As the Sun's Steve Kanigher reported Sunday, the use of explosives, not biological or chemical agents, has been the weapon of choice for terrorists for decades now. Dynamite and the ingredients to make bombs aren't always easy to obtain, but once they are acquired, they often are more simple to assemble and set off than are biological and chemical weapons. The results can be devastating. In 1983 a 12,000-pound bomb planted by the Islamic Jihad killed 242 Americans at a Marine barracks in Lebanon; Libyan terrorists used a bomb in 1988 to kill all 259 people aboard Pan American Airlines Flight 103 over Lockerbie, Scotland; and Timothy McVeigh in 1995 used a truck bomb to blow up the Alfred P. Murrah Federal Building in Oklahoma City, killing 168 people.
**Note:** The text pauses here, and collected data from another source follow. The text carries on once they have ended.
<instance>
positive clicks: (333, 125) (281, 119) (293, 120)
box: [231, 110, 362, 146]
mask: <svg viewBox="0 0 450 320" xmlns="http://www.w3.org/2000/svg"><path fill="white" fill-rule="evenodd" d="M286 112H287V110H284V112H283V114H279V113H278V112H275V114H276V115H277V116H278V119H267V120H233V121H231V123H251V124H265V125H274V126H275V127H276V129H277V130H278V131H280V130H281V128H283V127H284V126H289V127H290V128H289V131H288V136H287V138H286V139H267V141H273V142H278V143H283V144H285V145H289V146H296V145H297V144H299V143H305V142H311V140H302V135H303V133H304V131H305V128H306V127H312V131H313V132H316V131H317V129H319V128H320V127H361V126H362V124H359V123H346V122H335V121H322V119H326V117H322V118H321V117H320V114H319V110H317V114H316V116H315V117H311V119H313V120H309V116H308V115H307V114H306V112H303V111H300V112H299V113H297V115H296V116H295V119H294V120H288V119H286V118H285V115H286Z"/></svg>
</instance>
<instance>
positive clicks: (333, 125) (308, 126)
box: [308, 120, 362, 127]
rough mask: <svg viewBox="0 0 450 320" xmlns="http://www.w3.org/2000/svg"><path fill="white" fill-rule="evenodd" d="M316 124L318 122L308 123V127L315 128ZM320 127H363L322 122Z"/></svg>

After the World Trade Center bombing in 1993 -- which killed six people and injured more than 1,000 -- and the Oklahoma City bombing, the federal government directed the National Research Council in 1998 to study terrorist bombings to determine ways that they could be prevented in the United States. Admittedly the use of explosives has occurred more frequently overseas, but the United States in the past decade has seen an increase in the use of explosives. The National Research Council recommended that tighter regulations be placed on the buying of commercial explosives and ammonium nitrate fertilizer, which was used in the Oklahoma City bombing. McVeigh was able to make the bomb because of lax state and federal regulations. But the National Research Council's recommendations to make it tougher to buy these materials have been ignored.
Now is the time for Congress to dust off the National Research Council's 1998 report. The states alone can't do the job, because even if one state imposes strict controls and background checks, all a terrorist has to do is go to a state that doesn't have tighter restrictions on the purchase of explosives. Congress should impose stricter requirements on who can buy explosives -- we don't need another act of terrorism to tell us that.